The midpoint of this line segment is at
M = A + (B - A) / 2
= (r, 0) + (r (cos(th) - 1) / 2, r . sin(th) / 2)
= (r / 2) . (1 + cos(th), sin(th))
and the distance from the origin to the point is
l = (r / 2) . sqrt((1 + cos(th))^2 + (sin(th))^2)
= (r / 2) . sqrt(2) . sqrt(1 + cos(th))
If our line segment representation were perfect then this length should be equal to the radius (the midpoint of the line segment should fall on the circle). Normally there'll be some error and this point will be slightly less than the radius. The error is
e = r - l
= r . (1 - sqrt(2) . sqrt(1 + cos(th)) / 2)
Rearranging so we have th in terms of e and r
2 . e / r = 2 - sqrt(2) . sqrt(1 + cos(th))
sqrt(2) . sqrt(1 + cos(th)) = 2 . (1 - e / r)

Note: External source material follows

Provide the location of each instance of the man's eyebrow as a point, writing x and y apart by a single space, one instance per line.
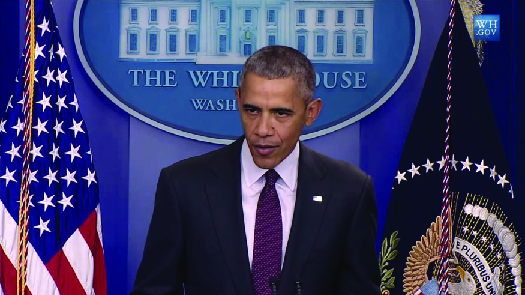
282 110
250 106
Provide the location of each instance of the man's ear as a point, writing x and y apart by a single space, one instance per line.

1 + cos(th) = 2 . (1 - e / r)^2
th = arccos(2 . (1 - e / r)^2 - 1)
This lets us calculate the maximum angle we can have between each point to achieve a certain error. For example, say we're drawing a circle with a radius of 100 pixels and we want a maximum error of 0.5 pixels. We can calculate
th = arccos(2 . (1 - 0.5 / 100)^2 - 1))
= 11.46 degrees
This corresponds to ceil(360 / 11.46) = 32 points. So if we draw a circle of radius 100 using 32 points our worst pixel will be off by less than a half which should mean every pixel we draw will be in the correct place (ignoring aliasing).
This kind of analysis can be performed for ellipses too, but in the spirit of all good maths that is left as an exercise for the reader ;) (the only difference is determining where the maximum error occurs).
as many as the resolution you are using requires, or as many as the visual result requires an accurate representation. It's difficult to say, and mostly depends on what you want to achieve. In a CAD program, having a circle visually similar to an octagon could be annoying. On the other hand, if you are programming a game on the iphone, if the wheel of a car looks like an octagon it's not a big deal.
A possible strategy you could use is to evaluate the length of each segment with respect to the resolution of the current view, and if longer than, say, 3 pixels, increase the number of vertexes you use, but only for the visible segments. This way, you increase the resolution when zooming in, but you don't have to describe vertexes you are not going to draw.